HPC - Character counts

Moreno Marzolla

Last updated: 2022-08-12

By Willi Heidelbach, CC BY 2.5, https://commons.wikimedia.org/w/index.php?curid=1181525
By Willi Heidelbach, CC BY 2.5, https://commons.wikimedia.org/w/index.php?curid=1181525

The file omp-letters.c contains a serial program that computes the number of occurrences of each lowercase letter in an ASCII file read from standard input. The program is case-insensitive, meaning that uppercase characters are treated as if they were lowercase; non-letter characters are ignored. We provide some substantial ASCII documents to experiment with, that have been made available by the Project Gutenberg; despite the fact that these documents have been written by different authors, the frequencies of characters are quite similar. Indeed, it is well known that the relative frequencies of characters are language-dependent and more or less author-independent. You may experiment with other free books in other languages that are available on Project Gutenberg Web site.

In this exercise you are required to modify the function make_hist(text, hist) to make use of shared-memory parallelism using OpenMP. The function takes as parameter a pointer text to the whole text, represented as a zero-terminated C string, and an array hist[26] of counts. The array hist is not initialized. At the end, hist[0] contains the occurrences of the letter a in the text, hist[1] the occurrences of the letter b, up to hist[25] that represents the occurrences of the letter z.

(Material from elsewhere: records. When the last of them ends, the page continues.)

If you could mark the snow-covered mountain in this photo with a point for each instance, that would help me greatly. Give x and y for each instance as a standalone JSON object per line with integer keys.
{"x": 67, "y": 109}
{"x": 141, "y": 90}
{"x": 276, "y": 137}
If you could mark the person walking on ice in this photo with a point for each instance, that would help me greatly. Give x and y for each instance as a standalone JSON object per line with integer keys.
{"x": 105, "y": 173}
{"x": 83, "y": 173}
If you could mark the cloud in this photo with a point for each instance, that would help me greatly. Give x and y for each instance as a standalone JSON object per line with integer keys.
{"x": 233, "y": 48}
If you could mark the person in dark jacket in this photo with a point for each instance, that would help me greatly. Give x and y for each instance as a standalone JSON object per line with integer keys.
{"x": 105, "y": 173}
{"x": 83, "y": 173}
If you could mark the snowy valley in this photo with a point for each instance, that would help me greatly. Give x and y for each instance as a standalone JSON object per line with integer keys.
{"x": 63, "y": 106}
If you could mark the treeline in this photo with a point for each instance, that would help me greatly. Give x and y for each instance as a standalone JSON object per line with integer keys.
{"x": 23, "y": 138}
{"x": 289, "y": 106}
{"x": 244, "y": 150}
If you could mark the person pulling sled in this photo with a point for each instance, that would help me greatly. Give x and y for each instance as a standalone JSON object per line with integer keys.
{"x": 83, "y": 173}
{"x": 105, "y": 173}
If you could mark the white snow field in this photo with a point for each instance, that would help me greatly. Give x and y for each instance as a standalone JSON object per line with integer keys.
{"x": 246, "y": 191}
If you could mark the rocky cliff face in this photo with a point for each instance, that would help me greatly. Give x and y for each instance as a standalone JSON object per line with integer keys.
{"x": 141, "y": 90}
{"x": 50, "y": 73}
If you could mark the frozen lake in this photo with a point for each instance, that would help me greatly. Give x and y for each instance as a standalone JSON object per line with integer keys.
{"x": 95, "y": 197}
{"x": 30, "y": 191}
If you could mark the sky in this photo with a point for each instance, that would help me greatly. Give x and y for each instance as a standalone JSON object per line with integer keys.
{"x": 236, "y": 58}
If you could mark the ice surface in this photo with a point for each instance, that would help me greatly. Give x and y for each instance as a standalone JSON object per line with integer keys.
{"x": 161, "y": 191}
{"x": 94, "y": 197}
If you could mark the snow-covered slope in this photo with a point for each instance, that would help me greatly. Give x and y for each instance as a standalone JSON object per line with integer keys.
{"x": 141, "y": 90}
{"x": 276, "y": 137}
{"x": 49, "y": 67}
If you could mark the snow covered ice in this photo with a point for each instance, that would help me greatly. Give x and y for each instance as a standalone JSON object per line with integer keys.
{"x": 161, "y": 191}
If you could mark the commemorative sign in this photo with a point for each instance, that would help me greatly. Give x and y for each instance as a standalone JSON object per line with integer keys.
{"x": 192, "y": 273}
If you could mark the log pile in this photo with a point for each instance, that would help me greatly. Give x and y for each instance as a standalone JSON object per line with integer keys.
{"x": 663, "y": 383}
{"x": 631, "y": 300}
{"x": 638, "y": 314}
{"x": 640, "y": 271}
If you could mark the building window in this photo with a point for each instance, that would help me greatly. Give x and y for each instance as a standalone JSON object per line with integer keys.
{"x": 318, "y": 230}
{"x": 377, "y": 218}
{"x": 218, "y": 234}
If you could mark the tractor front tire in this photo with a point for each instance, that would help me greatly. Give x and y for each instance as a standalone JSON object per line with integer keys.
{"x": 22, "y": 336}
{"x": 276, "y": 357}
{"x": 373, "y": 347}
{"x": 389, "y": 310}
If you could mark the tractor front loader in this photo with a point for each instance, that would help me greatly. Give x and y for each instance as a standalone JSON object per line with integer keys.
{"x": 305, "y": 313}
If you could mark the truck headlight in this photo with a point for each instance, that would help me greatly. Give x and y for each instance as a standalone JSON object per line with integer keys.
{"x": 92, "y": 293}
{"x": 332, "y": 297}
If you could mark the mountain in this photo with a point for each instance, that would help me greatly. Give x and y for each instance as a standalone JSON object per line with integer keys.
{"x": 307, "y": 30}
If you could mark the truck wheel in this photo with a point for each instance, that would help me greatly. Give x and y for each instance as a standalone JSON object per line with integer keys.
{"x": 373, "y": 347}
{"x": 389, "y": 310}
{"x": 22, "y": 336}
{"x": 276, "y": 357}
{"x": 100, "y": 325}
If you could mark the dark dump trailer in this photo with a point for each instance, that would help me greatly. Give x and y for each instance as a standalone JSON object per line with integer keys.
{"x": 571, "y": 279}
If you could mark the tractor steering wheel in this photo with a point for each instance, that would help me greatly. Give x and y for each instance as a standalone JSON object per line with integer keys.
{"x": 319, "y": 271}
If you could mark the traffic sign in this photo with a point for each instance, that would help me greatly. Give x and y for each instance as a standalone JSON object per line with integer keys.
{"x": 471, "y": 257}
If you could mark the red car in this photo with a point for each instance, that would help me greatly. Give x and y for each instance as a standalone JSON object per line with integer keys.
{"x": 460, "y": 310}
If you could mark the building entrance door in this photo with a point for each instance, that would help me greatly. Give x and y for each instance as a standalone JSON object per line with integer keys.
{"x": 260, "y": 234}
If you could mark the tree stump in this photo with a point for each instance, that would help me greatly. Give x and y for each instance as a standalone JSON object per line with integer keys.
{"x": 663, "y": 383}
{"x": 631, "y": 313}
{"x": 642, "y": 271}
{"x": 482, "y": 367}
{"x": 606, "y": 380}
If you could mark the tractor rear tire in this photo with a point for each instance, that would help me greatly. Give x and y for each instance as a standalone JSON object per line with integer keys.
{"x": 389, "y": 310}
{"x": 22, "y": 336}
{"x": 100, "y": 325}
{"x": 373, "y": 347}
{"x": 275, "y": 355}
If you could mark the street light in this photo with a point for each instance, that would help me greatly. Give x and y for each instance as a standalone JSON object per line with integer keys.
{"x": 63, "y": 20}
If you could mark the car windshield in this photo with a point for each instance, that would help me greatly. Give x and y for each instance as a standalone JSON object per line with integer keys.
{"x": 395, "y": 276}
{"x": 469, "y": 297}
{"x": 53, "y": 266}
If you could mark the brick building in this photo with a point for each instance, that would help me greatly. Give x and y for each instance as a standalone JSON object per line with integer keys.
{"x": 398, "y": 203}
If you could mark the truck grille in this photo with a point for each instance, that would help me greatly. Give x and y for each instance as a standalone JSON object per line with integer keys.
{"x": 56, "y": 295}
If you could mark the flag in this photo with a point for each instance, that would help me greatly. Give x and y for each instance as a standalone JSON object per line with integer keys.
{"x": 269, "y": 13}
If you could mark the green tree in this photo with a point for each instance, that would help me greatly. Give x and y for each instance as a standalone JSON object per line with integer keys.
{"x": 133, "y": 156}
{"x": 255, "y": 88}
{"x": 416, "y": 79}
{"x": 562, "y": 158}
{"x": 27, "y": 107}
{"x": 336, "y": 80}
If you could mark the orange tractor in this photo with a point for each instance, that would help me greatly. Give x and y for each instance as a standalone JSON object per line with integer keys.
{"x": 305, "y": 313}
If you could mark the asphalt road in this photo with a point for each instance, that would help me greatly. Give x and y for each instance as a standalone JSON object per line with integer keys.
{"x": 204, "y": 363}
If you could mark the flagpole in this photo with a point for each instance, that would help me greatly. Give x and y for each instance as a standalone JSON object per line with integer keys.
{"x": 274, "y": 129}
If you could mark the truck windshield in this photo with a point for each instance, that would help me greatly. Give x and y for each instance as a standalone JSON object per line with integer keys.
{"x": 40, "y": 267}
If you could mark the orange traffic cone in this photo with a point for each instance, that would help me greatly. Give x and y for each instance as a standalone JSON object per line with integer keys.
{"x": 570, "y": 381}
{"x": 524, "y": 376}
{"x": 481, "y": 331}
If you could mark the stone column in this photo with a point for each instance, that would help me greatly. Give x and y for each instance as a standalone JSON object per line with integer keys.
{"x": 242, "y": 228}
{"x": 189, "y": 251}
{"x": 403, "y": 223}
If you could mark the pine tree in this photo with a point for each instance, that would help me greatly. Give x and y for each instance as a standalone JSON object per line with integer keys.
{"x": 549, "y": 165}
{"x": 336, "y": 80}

A shared-memory parallel version can be developed as follows. The text is partitioned into num_threads chunks, where num_threads is the number of OpenMP threads; since the text is a character array of some length \(n\), thread \(p\) can compute the extremes of its chunk as:

const int from = (n * p) / num_threads;
const int to = (n * (p+1)) / num_threads;

Thread \(p\) will then examine the block text[from .. (to-1)].

You also need create a shared, two-dimensional array local_hist[num_threads][26], initially containing all zeros. Thread \(p\) operates on a different portion of the text and updates the occurrences on the slice local_hist[p][] of the shared array. Therefore, if thread \(p\) sees character \(x\), \(x \in \{\texttt{'a'}, \ldots, \texttt{'z'}\}\), it will increment local_hist[p][x - 'a'].

When all threads are done, the master computes the results as the sums of the columns of local_hist. In other words, the number of occurrences of a is

    local_hist[0][0] + local_hist[1][0] + ... + local_hist[num_threads-1][0]

and so on.

Compile with:

    gcc -std=c99 -Wall -Wpedantic -fopenmp omp-letters.c -o omp-letters

Run with:

    ./omp-letters < the-war-of-the-worlds.txt